Line drawing is a CAD feature, IHVs normally try to split their business between workstation (expensive) & desktop (cheap) lines of cards. They don’t want workstation users to buy their cheap desktop cards instead of the expensive workstation ones.

One way they do that is by “crippling”/removing workstation features of their desktop cards and line drawing is one of them (wide lines, line antialiasing, display list optimzation are other examples of those).
As those features are not normally used in desktop applications (read: games), taxing those doesn’t affect the desktop market.

You will see that the performance of line drawing in Quadro cards will more than probably excel those of the GeForce series.

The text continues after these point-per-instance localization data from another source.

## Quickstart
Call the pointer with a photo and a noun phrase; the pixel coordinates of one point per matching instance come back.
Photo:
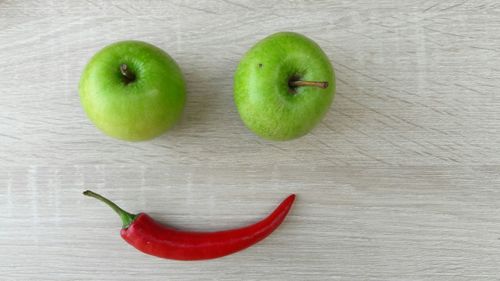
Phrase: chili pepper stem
(126, 217)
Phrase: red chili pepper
(152, 238)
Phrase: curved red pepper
(152, 238)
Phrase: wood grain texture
(399, 182)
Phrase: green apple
(132, 90)
(284, 86)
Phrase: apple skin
(142, 109)
(262, 94)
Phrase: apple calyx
(298, 83)
(128, 75)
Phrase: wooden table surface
(400, 181)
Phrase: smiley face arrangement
(134, 91)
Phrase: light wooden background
(399, 182)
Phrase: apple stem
(127, 74)
(295, 84)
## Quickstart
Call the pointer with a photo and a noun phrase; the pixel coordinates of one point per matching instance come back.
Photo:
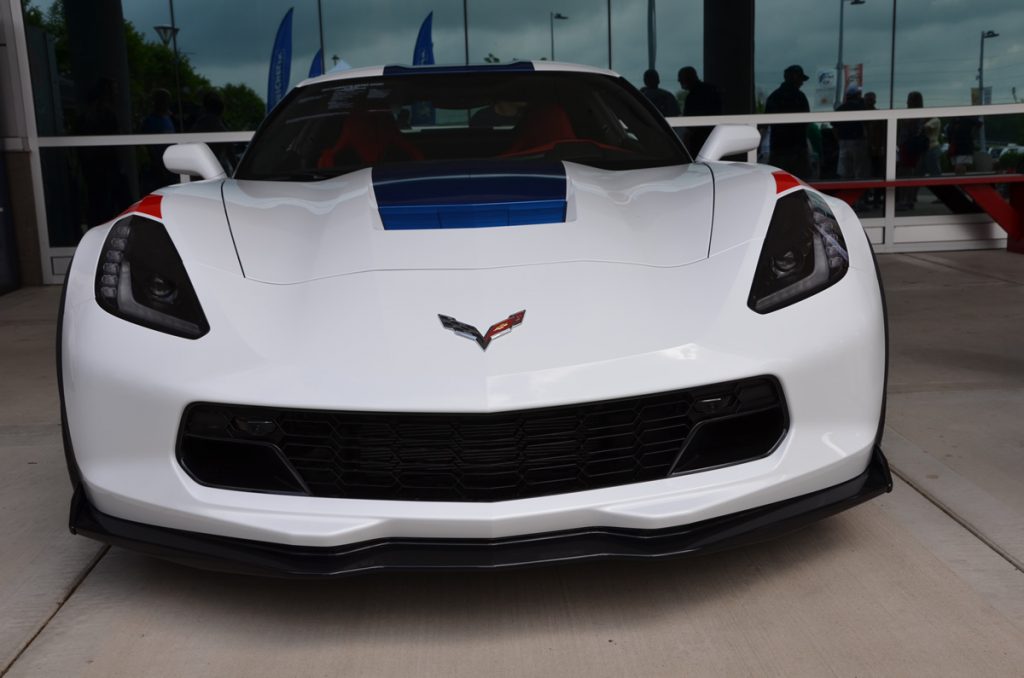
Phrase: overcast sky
(937, 41)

Line rendering is almost always vertex transfer, vertex transformation or rasterizer setup limited (almost never fill-rate limited). In desktop cards, the driver may need to fallback to a slow path when rendering lines. For example:

  • Rendering antialiased lines via textured lines.
  • Rendering each line as two triangles, which will probably penalize some or all the typical line drawing bottlenecks (depending on where the conversion to triangles is done).

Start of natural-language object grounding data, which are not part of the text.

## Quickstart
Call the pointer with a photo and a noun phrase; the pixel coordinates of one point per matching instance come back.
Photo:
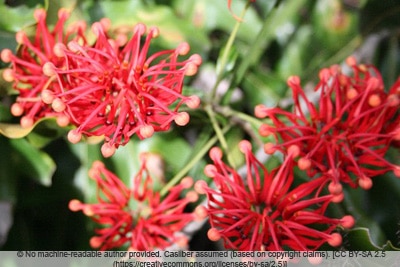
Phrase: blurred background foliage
(41, 172)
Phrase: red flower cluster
(112, 88)
(264, 211)
(346, 135)
(26, 66)
(138, 216)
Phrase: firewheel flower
(116, 92)
(347, 133)
(263, 210)
(26, 66)
(137, 217)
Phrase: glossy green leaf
(173, 29)
(13, 19)
(15, 131)
(8, 175)
(360, 239)
(34, 163)
(210, 15)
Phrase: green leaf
(15, 131)
(210, 15)
(360, 239)
(173, 29)
(229, 64)
(34, 163)
(8, 175)
(13, 19)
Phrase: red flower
(345, 136)
(26, 67)
(138, 217)
(118, 92)
(264, 211)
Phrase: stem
(219, 133)
(174, 180)
(226, 51)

Also, I noticed my OpenGL powered engine renders much faster (on my GF4Ti4200) when objects are rendered from back to front (depth sorted) rather than when I skip sorting and rendering the objects in no particular Z-order. The framerate differs as much as 25%.

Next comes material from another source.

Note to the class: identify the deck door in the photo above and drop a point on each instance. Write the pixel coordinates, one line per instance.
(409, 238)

I guess you mean “front to back” rather than “back to front”.
The behaviour you are seeing is called “early reject”. Graphics cards have a coarse test for groups of pixels (“tiles”, “chunks” or “stamps”, depending on the IHV’s naming conventions) in such a way that it can discard those regions at once if the whole region won’t be visible (because of depth testing, alpha testing or stencilling out). Those regions range from 2x2 to 8x8 pixels, for example.

In some graphics cards this is also helped by a hierarchical z-buffer which gives you even bigger wins, as the regions you can discard are bigger.

That’s why “warming” or rendering your unlit scene to your depth-buffer when you are heavily fill-rate limited is normally a good thing.

Thanks. I already feared the wireframe performance had something to do with the vendors and the difference between the lines of cards.

But that aside, I realised just after posting that the two topics might actually may have a connection;

When rendering wireframe polygons occlusion testing, z-culling etc. is almost useless. So that might also explain the performance drop; the GPU just has to process all polygons. Still, I’m sure wireframe can be a lot faster if the vendor wouldn’t cripple the desktop cards like mentioned by you gentlemen.

Actually, I’m using AA-lines for my shadow mapping, so there’s definatly a use for it in games. Though the use of it doesn’t cause a noticable performance hit in my implementation.

And by the way, yes, I am rendering stuff from front to back.